The question of what restroom a transgender person should use has become a national debate. Kathryn Anthony, an Association of Collegiate Schools of Architecture Distinguished Professor of architecture at the University of Illinois, has testified before Congress on the issue of gender parity in public restrooms in federal buildings. Anthony, also the author of “Designing for Diversity: Gender, Race, and Ethnicity in the Architectural Profession,” talked about potty politics with News Bureau arts and humanities editor Jodi Heckel.
What is your take on the current controversy over transgender persons and public restrooms?
It’s been fascinating to watch this issue explode on the scene in recent weeks. In fact, access to public restrooms is a civil rights issue and a human rights issue that has surfaced long before. Title II of the Civil Rights Act in 1964 dismantled Jim Crow laws that had long been in effect throughout much of the South, requiring racially segregated public restrooms in hotels, motels, restaurants, movie theaters, stadiums, concert halls and transportation cars. The Americans with Disabilities Act of 1990 required all public accommodations, including those restrooms in both the public and the private sector, to eliminate physical barriers.
In 2005, five security guards approached a transgender woman in New York City and demanded that she show her identification upon entering a public restroom at a mall. Her lawsuit was settled in her favor and the security company agreed to pay her $2,500. So this issue is not new. But the current confrontation between the governor of North Carolina and U.S. Attorney General Loretta Lynch has shined the national spotlight on public restrooms in a new way. As Lynch acknowledged, there have been “discriminatory responses to historic moments of progress.”
You’ve written about health and safety issues that are implicated by the lack of adequate public restroom facilities for women, especially their need for greater "potty parity," as well as for families with children. Does the question of what restrooms are available for transgender people also raise health and safety issues?
Health and safety, along with privacy, accessibility and availability, are all important issues whenever we use public restrooms. The type of restrooms available – or not available – for transgender people raises special health and safety issues, as some restrooms are likely safer than others. In general, and for transgender people especially, the more privacy the better.
In my role as an educator, author and advocate on this issue, including my 2010 congressional testimony, I've called attention to special health and safety issues in public restrooms. Women and girls waiting in long lines for restrooms face a subtle form of gender discrimination; hence the need for “potty parity,” or equal speed of access to public restrooms regardless of gender. Families with young children face special problems when forced to take their children into the opposite-gender restroom. Parents with young children often have problems finding baby-changing tables in restrooms. Young children, individuals with invisible disabilities such as ulcerative colitis or irritable bowel syndrome, and elderly persons often have special restroom needs that require them to find one right away.

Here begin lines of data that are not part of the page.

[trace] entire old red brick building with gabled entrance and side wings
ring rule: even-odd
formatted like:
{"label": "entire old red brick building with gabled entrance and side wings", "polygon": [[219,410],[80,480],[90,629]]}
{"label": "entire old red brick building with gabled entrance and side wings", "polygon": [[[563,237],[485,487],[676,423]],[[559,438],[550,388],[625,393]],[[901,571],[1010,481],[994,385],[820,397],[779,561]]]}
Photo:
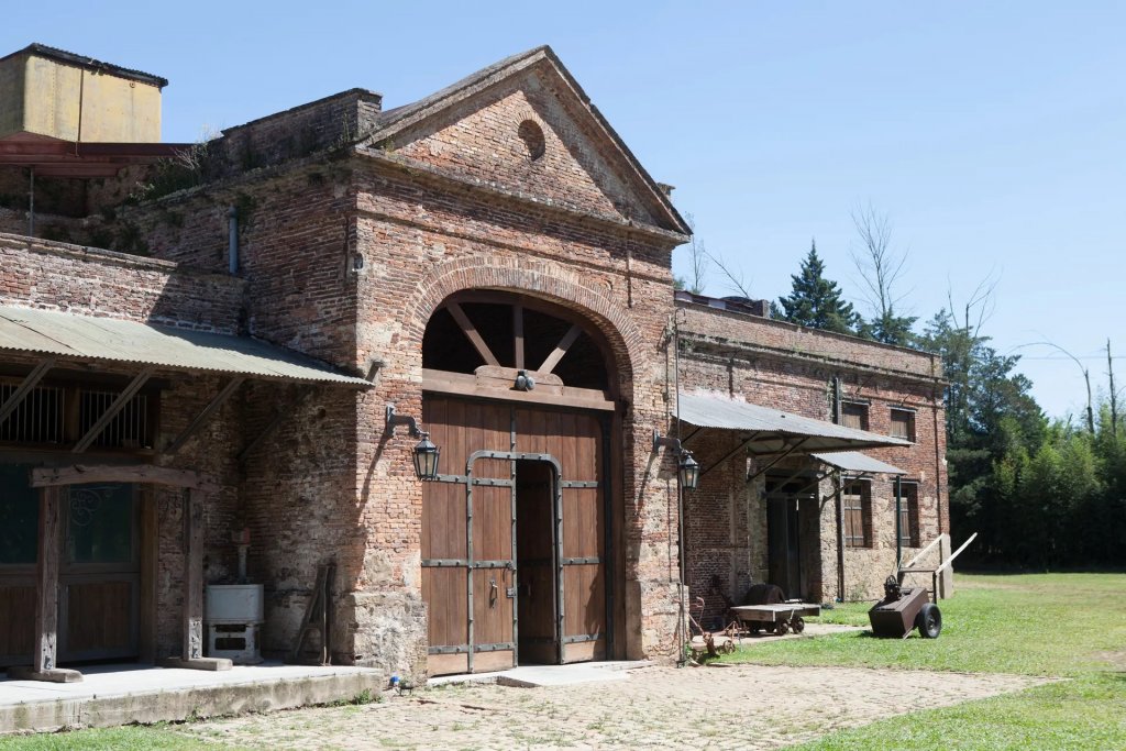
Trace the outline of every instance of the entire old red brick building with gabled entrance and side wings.
{"label": "entire old red brick building with gabled entrance and side wings", "polygon": [[674,298],[685,222],[547,47],[206,146],[30,127],[0,129],[5,664],[205,660],[248,537],[267,654],[323,594],[313,644],[387,671],[671,656],[681,539],[716,617],[891,572],[887,475],[814,450],[902,468],[906,547],[948,529],[937,360]]}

Are there design features that can reduce some of these issues?
Yes, design can play an important role in enhancing privacy and safety in public restrooms. For example, single-user, gender-neutral restrooms that allow space for only one person at a time provide safer, more private environments. In a typical gender-segregated restroom with multiple toilet stalls, a doorless maze entry provides a greater sense of safety than a door that can be used to trap someone inside or hide noise from a brawl, fight or bullying behavior. In men’s restrooms, well-designed partitions between urinals provide a greater sense of privacy.
Do you think this will become a consideration for the design of restrooms in new buildings?
Yes, that’s likely to be the case. Even though transgender persons represent a small portion of the population, the flurry of national publicity about this issue in recent weeks has made us all more aware of the special situations that they confront when using public restrooms. The potential dangers they face regarding bullying and violence should be avoided as much as possible, hence the need for safer public restroom designs for all.
How might providing restrooms that accommodate transgender persons help others as well?
The publicity surrounding the need for more gender-neutral restrooms to better accommodate transgender persons can be viewed in a larger context. In fact, it is part of a broader movement to construct more single-user toilet facilities, including family or assisted-use toilets that can be identified for use by either sex. Over the past decade or so, the International Code Council, the association that develops model codes and standards used in the design, build, and compliance process, has written codes calling for an increase in gender-neutral restrooms in new and newly remodeled buildings.